We awoke to a dull morning, overcast, with rain in the air.  We walked the quarter of a mile to the Co-op for breakfast supplies since nowhere nearby appeared to offer breakfast without the need for a mortgage.  The DIY breakfast (yoghurt, Danish pasties and fruit) was supplemented by copious amounts of fresh raspberries scrumped from where they were growing beside the path.  We were sort-of scolded by a local who saw us foraging for the raspberries.  “They belong to the estate, you know!” were her angry words.  We were close to what looked to be a council estate, but I suspect that she didn’t mean that estate but rather the estate owned by the local laird.  We’d already picked the fruit by then, and since they were beside a public footpath, we ignored the warning and didn’t feel in any way guilty.  The raspberries added considerably to our breakfast enjoyment and led to a much-improved mood.

Not the breakfast I’d imagined

We set off at 10am to visit Kilchurn castle fifteen miles to the north.  It was rather a damp half mile walk along a path to reach the ruin, but worth it.  

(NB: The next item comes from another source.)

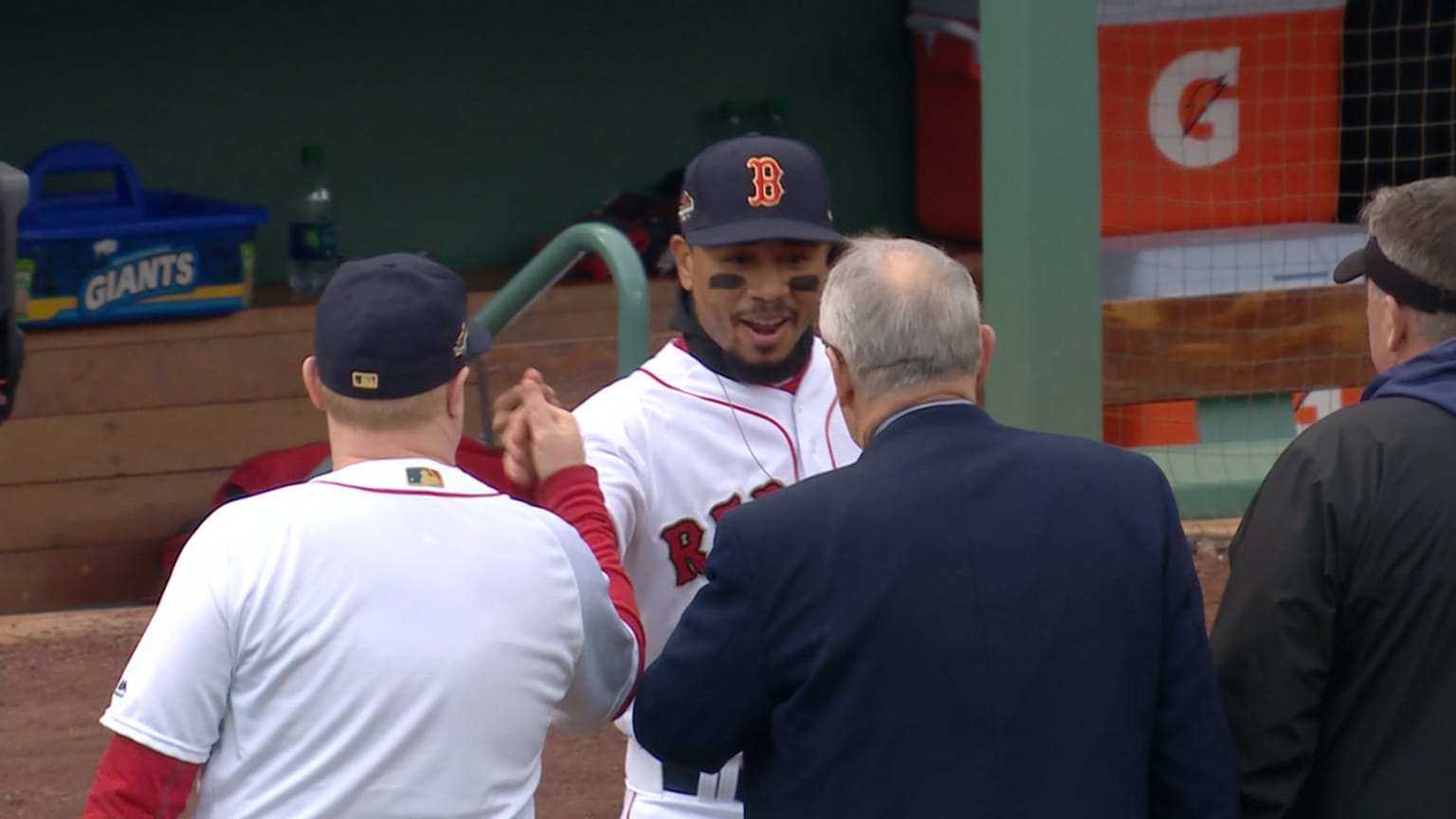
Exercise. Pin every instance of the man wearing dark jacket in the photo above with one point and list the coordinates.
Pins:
(969, 621)
(1336, 640)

Kilchurn Castle in the mist

We considered our options for the rest of the day and ruled out visiting Oban (40 minutes away) on the grounds that it didn’t seem to have much to offer in the rain and was probably going to be miserable.  So we stayed local and continued to the Cruachan Dam visitor centre.  Sadly, the guided tours inside the power station were suspended while upgrades were being undertaken, but the exhibition centre was fascinating and the café served delicious jacket spuds.  (You may surmise that by now we were seeking pleasure in every small thing).

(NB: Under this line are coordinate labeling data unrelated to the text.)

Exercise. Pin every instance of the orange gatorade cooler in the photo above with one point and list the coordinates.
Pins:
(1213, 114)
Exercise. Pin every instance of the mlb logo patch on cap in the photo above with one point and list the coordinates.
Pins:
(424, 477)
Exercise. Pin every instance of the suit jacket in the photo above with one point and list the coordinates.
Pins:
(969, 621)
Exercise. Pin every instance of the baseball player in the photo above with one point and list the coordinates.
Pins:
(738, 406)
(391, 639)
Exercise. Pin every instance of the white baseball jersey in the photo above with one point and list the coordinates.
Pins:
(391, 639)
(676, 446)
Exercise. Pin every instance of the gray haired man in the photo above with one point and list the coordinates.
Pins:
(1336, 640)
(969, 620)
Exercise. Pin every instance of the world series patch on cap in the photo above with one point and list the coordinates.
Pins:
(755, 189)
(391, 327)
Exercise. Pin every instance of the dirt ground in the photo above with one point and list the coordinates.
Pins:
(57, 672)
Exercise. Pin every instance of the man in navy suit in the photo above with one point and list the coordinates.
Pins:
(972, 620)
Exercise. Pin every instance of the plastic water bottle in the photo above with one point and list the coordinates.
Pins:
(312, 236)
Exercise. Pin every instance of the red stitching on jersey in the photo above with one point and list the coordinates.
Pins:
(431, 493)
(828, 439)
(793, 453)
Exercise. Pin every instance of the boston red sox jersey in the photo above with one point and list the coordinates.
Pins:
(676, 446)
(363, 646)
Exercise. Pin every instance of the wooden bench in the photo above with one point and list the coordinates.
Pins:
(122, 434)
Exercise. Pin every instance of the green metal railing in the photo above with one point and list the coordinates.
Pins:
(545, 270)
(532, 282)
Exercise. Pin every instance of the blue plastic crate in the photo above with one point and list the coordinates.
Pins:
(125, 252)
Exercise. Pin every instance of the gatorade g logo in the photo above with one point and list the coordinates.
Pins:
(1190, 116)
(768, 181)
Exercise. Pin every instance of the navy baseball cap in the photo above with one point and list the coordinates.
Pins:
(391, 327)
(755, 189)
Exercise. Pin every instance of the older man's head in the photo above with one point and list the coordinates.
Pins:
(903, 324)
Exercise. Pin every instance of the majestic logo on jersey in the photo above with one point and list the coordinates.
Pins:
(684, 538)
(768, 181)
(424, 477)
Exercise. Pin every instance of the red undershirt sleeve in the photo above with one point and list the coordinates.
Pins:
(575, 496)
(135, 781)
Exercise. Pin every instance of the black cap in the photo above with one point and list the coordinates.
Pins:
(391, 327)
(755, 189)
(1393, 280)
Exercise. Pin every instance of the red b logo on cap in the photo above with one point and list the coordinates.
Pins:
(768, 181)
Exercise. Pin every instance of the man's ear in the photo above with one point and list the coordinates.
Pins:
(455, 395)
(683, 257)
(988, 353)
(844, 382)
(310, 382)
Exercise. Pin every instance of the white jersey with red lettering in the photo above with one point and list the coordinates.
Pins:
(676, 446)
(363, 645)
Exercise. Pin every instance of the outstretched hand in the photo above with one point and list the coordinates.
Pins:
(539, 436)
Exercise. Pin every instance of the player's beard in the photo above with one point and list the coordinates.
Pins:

On the way back, we called in to see St Conan’s Kirk which whose odd architecture was fascinating.  Every architectural style you could conceive appeared to be represented in the building which exuded a sense of fun and joy.  There was much to see and puzzle over, the most perplexing being a set of organ pipes which appeared to be unconnected to any air supply: they just appeared to be suspected from a rope.  Perhaps they were simply ornamental, but there was a console so some of the pipes must have been real.   

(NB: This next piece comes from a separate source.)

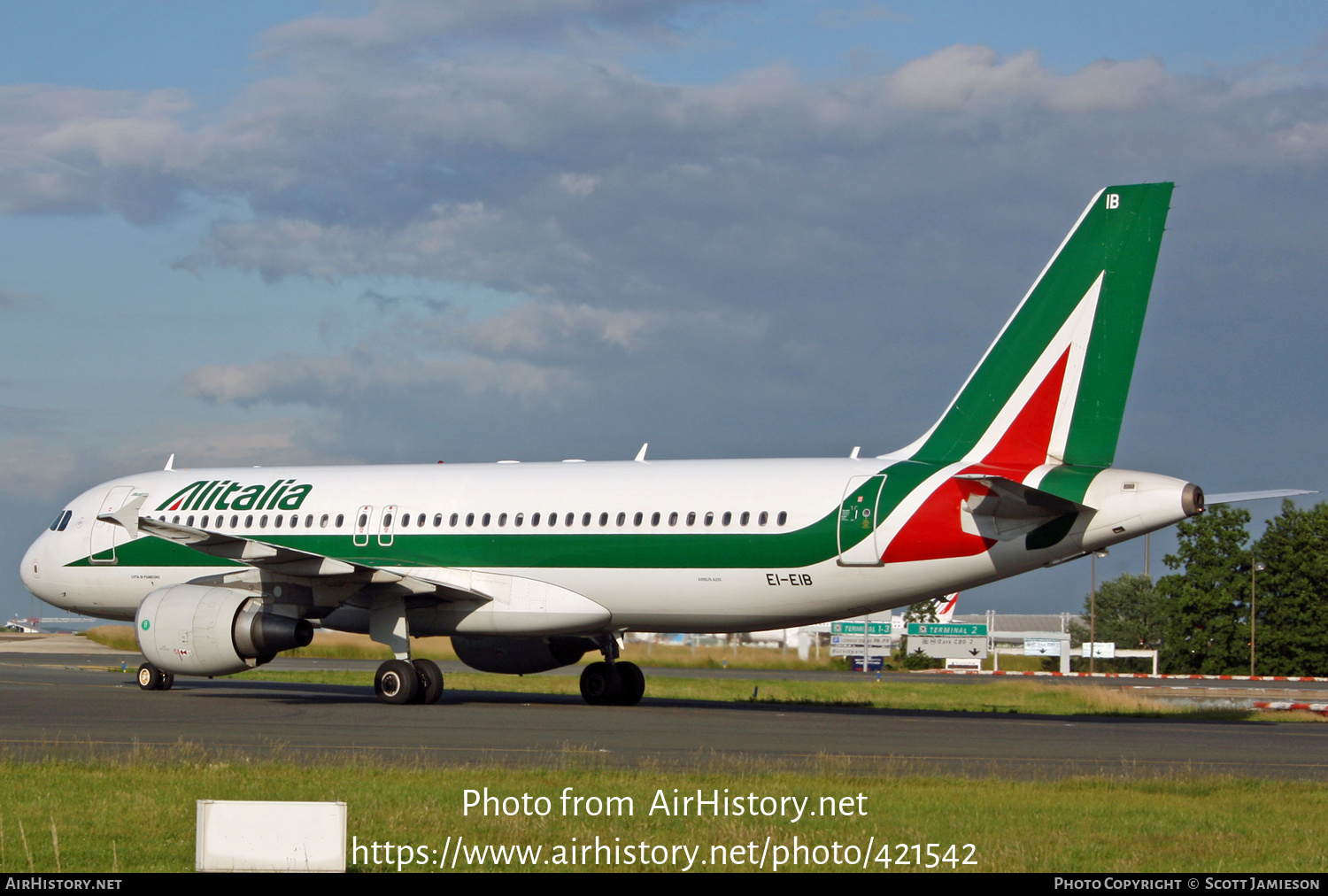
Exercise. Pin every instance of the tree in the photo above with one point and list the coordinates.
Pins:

St Conan’s Kirk, by Loch Awe
St Conan’s Kirk interior
Floating organ pipes
A juvenile robin

After a cup of tea in the hotel room, we walked out through the castle grounds to something called the Smoothie Seat which was a carved log with views over to the castle.  On the way back we called at the Co-op for more breakfast supplies (and more raspberries).

Inveraray Castle
Gee on the Smoothie Seat

We booked a table at The George for tea.  This hotel was apparently in receivership whilst the family owners sought a buyer, but since there were few other food options in the town, we decided to give it a go.  The meal turned out to be excellent, but once more, very expensive. 

The George in Inveraray
Clouds descending once more

During the evening the weather had brightened up slightly, but by bedtime, the clouds had descended once more.  This led us to abandon the initial idea of visiting some gardens on the way home tomorrow, but instead just head home earlier and collect Tilly before the cattery shut.  This would save her spending another night away from home so she’d be very happy with that.

Thursday 10th July 2025

We left Inveraray 08.30 and drove to IKEA in Glasgow where we had breakfast and bought a few essentials: candles (obvs), two cups, four bowls and a replacement for a bowl I broke last week.  It was an easy drive through Glasgow before stopping at Tebay services for a cup of tea (& and our own biscuits).  We arrived at the cattery at 15.40, just twenty minutes before it closed.  The weather was chilly and dull at Inveraray when we set off but it was 20° and bright & sunny at Glasgow and had reached 24° at home.

I think Tilly had been happy enough in the cattery, but she was certainly happier to be home once more.   In total, we drove 644 miles, walked over 30 miles and climbed 2,867 feet climbed (874 metres).